Dans des expériences portant sur des souris femelles n’ayant que leur chromosome X d’origine maternelle activé, des chercheurs américains ont mis en évidence que ces dernières subissaient un vieillissement cérébral accéléré. La cause probable en est l’inactivation épigénétique, sur le X maternel activé, de gènes contribuant à la cognition.
Les femelles mammifères portent majoritairement deux chromosomes X, alors qu’un seul est suffisant et nécessaire pour le bon fonctionnement de l’organisme. Par un mécanisme dit de « compensation de dose », un des deux chromosomes X est donc inactivé aléatoirement de manière épigénétique peu après le début du développement embryonnaire. À la naissance, les femmes ont ainsi une proportion variable de cellules ayant soit un chromosome maternel (Xm) actif, soit un chromosome paternel (Xp) actif.
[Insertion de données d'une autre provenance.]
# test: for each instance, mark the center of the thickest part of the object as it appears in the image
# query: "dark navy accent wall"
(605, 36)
L’inactivation préférentielle de Xm ou de Xp n’est pas forcément sans influence sur la santé, puisque la présence dans l’organisme d’une seule version de X activée pourrait augmenter la vulnérabilité en cas de dysfonction de cet X activé. En outre, les chercheurs soupçonnent l’inactivation de Xm d’avoir des conséquences négatives sur la santé cognitive. Par exemple, des études sur les femmes atteintes du syndrome de Turner (ayant un seul chromosome X) montrent que celles ayant conservé Xm montrent un plus grand déficit cognitif que celles ayant conservé Xp.
Afin de déterminer si l’activation du Xm est bien associée à une altération de la cognition et au vieillissement cérébral, des chercheurs américains ont élevé ensemble deux lignées de souris femelles : des souris contrôle ayant subi une inactivation naturelle du chromosome X – ayant donc un mélange Xm-Xp – et des souris génétiquement modifiées n’ayant que Xm comme chromosome X actif. Ils leur ont fait passer des tests comportementaux cognitifs, dans lesquels les jeunes souris Xm réussissent aussi bien que les souris contrôle, avant de voir leur performance et notamment leur mémoire se détériorer en vieillissant. Les deux groupes ne diffèrent en rien d’autre.
Soupçonnant que cet effet cognitif de Xm s’expliquait par des gènes du chromosome X impliqués dans la cognition et inactivés spécifiquement sur le chromosome Xm actif, les chercheurs ont repéré neuf de ces gènes épigénétiquement inactivés chez les souris Xm. En les réactivant grâce à la technique CRISPR chez les souris Xm adultes, ils ont observé une amélioration de la cognition et de la mémoire des souris Xm.
Ces données suggèrent, selon les auteurs, que « les femelles avec un biais vers l’activation de Xm, même en l’absence de mutation, pourraient voir leurs fonctions cognitives décliner, en particulier avec l’âge, ou avoir un risque accru de maladies neurodégénératives comme la maladie d’Alzheimer », par rapport à celles ayant un ratio Xm/Xp plus équilibré.
Rosier F. Chromosome X : un rôle inattendu dans le vieillissement cognitif. Le Monde 29 janvier 2025.